I have a dataset like the following:
ID | Winter | Spring | Summer | Fall |
---|---|---|---|---|
1 | high | NA | high | low |
2 | low | high | NA | low |
3 | low | NA | NA | low |
4 | low | high | NA | low |
I would like to add a calculated column so that if any of the winter, spring, summer, and fall columns contains "high," then "1" is added to that row as shown below. Otherwise it will contain 0.
ID | Winter | Spring | Summer | Fall | calculated_column |
---|---|---|---|---|---|
1 | high | NA | high | low | 1 |
2 | low | high | NA | low | 1 |
3 | low | NA | NA | low | 0 |
4 | low | high | NA | low | 1 |
So far I have something like this, I know it's incorrect. I'm not sure how to specify multiple columns rather than just one:
df$calculated_column <- ifelse(c(2:5)=="High",1,0)
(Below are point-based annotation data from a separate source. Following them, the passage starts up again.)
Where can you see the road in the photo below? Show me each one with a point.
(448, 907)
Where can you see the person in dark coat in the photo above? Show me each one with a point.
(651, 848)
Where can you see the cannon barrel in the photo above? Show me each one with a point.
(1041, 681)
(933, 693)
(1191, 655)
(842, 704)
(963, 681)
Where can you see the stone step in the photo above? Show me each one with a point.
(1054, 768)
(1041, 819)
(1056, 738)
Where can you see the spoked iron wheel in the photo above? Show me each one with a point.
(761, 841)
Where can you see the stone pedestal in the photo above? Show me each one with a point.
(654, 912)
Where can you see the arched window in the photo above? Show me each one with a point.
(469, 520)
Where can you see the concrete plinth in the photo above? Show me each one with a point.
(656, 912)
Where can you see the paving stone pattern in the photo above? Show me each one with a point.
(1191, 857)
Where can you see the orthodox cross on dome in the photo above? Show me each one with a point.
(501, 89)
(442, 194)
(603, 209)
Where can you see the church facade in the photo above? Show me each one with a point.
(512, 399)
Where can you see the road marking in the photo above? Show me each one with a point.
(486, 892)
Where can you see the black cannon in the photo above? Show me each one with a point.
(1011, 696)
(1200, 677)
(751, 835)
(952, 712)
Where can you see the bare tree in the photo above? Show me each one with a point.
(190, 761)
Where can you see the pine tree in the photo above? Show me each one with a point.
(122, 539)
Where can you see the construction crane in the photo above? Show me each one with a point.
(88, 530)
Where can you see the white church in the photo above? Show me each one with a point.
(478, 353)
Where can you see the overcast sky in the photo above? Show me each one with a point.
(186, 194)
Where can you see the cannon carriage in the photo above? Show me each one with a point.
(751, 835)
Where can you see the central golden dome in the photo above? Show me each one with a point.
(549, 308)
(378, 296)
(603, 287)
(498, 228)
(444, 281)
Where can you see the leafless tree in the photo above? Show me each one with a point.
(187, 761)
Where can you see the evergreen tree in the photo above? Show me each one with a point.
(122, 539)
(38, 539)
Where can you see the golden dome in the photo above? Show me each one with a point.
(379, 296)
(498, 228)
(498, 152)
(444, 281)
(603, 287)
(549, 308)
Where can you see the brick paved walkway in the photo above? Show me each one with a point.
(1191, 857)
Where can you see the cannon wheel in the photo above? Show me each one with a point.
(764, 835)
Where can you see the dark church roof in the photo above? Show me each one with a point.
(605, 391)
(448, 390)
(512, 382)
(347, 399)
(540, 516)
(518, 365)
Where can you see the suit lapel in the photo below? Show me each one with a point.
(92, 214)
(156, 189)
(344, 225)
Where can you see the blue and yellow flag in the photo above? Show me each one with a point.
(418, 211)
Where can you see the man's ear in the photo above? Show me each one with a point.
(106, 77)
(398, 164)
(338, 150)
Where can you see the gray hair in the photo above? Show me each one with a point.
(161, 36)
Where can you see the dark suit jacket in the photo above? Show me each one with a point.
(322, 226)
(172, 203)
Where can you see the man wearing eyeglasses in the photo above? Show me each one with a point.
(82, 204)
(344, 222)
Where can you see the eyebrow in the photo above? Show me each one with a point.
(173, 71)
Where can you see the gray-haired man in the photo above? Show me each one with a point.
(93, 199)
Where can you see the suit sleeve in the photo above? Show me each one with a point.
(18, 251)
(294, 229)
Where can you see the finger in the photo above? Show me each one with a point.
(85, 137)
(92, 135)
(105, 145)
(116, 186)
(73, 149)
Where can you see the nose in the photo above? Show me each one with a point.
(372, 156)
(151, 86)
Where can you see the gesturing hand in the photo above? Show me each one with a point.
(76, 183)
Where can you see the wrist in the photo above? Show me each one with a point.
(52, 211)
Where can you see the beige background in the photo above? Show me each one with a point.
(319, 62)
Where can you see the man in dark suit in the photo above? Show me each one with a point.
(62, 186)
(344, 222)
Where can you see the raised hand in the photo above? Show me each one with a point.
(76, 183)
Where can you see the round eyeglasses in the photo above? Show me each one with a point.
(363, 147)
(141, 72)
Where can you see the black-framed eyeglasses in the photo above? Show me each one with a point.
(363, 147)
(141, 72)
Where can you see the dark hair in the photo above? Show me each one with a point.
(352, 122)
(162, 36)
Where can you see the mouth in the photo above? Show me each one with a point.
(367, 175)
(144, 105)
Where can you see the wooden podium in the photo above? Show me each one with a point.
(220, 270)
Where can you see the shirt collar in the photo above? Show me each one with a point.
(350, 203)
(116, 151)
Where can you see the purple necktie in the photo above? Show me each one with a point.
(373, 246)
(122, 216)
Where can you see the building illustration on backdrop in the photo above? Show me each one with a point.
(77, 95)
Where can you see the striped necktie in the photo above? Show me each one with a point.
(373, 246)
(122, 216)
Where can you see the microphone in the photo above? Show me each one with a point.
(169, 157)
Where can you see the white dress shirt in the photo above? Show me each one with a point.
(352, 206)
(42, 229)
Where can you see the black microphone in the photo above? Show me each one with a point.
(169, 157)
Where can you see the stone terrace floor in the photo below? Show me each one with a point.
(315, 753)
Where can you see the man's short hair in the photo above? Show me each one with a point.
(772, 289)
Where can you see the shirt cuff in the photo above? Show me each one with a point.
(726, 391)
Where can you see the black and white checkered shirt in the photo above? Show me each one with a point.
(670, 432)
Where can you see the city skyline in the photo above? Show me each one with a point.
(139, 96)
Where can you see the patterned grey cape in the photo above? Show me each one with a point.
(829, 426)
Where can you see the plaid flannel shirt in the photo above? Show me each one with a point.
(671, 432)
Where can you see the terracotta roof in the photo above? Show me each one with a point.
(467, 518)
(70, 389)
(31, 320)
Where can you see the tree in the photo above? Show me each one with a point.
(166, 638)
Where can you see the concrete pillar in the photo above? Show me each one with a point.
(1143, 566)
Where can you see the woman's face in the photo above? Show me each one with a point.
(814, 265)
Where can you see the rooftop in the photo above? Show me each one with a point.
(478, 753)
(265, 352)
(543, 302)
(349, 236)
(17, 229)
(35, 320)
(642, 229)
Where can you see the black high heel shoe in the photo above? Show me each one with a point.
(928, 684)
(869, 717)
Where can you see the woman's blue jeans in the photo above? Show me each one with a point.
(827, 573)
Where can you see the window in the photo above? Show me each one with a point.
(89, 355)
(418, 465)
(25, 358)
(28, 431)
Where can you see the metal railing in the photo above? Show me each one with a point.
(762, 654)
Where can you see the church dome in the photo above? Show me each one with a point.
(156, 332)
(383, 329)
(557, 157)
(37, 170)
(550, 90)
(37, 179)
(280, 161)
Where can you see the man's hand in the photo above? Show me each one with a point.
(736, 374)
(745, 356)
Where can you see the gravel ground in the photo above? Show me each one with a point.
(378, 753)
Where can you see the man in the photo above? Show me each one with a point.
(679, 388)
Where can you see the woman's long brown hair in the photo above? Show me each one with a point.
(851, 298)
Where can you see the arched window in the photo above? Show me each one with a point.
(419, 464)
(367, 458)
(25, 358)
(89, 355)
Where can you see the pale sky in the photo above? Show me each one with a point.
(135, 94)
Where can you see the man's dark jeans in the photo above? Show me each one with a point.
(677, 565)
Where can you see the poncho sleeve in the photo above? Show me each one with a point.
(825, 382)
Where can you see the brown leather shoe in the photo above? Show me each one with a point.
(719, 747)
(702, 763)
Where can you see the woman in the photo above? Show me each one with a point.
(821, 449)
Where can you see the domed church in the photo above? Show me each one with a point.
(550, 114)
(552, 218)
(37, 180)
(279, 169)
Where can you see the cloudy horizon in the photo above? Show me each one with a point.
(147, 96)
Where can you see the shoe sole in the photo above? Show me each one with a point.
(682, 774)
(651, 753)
CodePudding user response:
We may use if_any
library(dplyr)
df1 <- df1 %>%
mutate(calculated_column = (if_any(-ID, ~ . %in% 'high')))
-output
df1
ID Winter Spring Summer Fall calculated_column
1 1 high <NA> high low 1
2 2 low high <NA> low 1
3 3 low <NA> <NA> low 0
4 4 low high <NA> low 1
Or if we want to use base R
, create the logical condition with rowSums
on a logical matrix
df1$calculated_column <- (rowSums(df1[-1] == "high", na.rm = TRUE) > 0)
data
df1 <- structure(list(ID = 1:4, Winter = c("high", "low", "low", "low"
), Spring = c(NA, "high", NA, "high"), Summer = c("high", NA,
NA, NA), Fall = c("low", "low", "low", "low")),
class = "data.frame", row.names = c(NA,
-4L))
CodePudding user response:
You could also do:
df1$calculated_column = grepl('high', do.call(paste, df1))
df1
ID Winter Spring Summer Fall calculated_column
1 1 high <NA> high low 1
2 2 low high <NA> low 1
3 3 low <NA> <NA> low 0
4 4 low high <NA> low 1
CodePudding user response:
Here is a base R
solution:
calculated_column = (apply(df1,1,function(x) sum(grepl("high",x)))>0)*1
cbind(df1, calculated_column)
ID Winter Spring Summer Fall calculated_column
1 1 high <NA> high low 1
2 2 low high <NA> low 1
3 3 low <NA> <NA> low 0
4 4 low high <NA> low 1